New kid Davy definitely thinks Topsea is strange. His mom keeps saying they’ll get used to life in their new town-it’s just the way things are on the coast! But after his first day at Topsea School, Davy finds himself wondering: Why is his locker all the way at the bottom of the school swimming pool? Why can’t anyone remember his name? (It’s Davy!) And why does everyone act like all of this is normal?!
Through newspaper articles, stories, surveys, notifications, and more, follow Davy and the rest of Ms. Grimalkin’s fifth grade class through the weird world of Topsea. (Whatever you do, don’t make eye contact with the rubber ducks.)”
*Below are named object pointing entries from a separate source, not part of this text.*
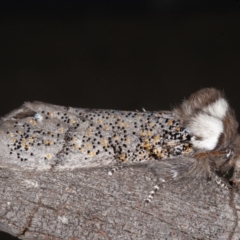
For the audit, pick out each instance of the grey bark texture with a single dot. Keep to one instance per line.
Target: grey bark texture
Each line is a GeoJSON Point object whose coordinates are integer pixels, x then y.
{"type": "Point", "coordinates": [89, 204]}
{"type": "Point", "coordinates": [42, 197]}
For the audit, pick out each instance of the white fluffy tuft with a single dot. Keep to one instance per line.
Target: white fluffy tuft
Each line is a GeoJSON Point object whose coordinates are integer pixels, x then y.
{"type": "Point", "coordinates": [208, 130]}
{"type": "Point", "coordinates": [217, 109]}
{"type": "Point", "coordinates": [207, 126]}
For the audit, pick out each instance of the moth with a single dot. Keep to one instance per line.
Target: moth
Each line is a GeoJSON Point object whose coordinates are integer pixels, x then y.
{"type": "Point", "coordinates": [198, 138]}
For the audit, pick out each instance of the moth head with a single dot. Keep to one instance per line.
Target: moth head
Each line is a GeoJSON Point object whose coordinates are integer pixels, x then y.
{"type": "Point", "coordinates": [209, 118]}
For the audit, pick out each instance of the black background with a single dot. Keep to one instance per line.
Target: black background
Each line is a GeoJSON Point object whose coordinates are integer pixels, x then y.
{"type": "Point", "coordinates": [117, 54]}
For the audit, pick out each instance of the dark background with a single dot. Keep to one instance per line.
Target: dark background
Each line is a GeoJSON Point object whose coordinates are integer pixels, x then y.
{"type": "Point", "coordinates": [117, 54]}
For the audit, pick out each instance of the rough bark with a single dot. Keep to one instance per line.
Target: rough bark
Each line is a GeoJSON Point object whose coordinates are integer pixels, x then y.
{"type": "Point", "coordinates": [89, 204]}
What I Thought- This was a really fun book to read – I love how it’s set up, with the chapters told from the different kids’ perspectives. I thought it was unique that about 6-ish characters have their own spotlight and their own voice that’s different from any of the others – which I imagine is difficult to keep track of. One of the things I liked was that Topsea is an odd place, and the characters who live there know the answers to some of the questions the readers may have – but when it’s their turn to narrate a chapter, they don’t spoil the joy of the reader figuring things out through the plot line. The authors have really got that skill down pat, making the book mysterious and enthralling. The setting, the ocean-side town of Topsea, is a bit strange, with things that happen that aren’t quite explained by the end of the book. I enjoyed this, as it creates a sense of intrigue and wonder for the story, and even for the next book in the series. There are some really nice black-and-white illustrations scattered throughout the book that made things a bit easier to understand, emphasizing the wacky-ness of the setting and the characters. The book has a bunch of little details and subplots that really help to create the world the characters live in, fleshing it out into an enjoyable, believable place. I also liked how, in between the chapters, there were bulletins, notices, flyers, and school newspaper articles that added humor and even a little amount of backstory towards the happenings of the plot. I really recommend this as an engaging book for both reluctant readers and those who love a good story!
I give this book five out of five bookworms!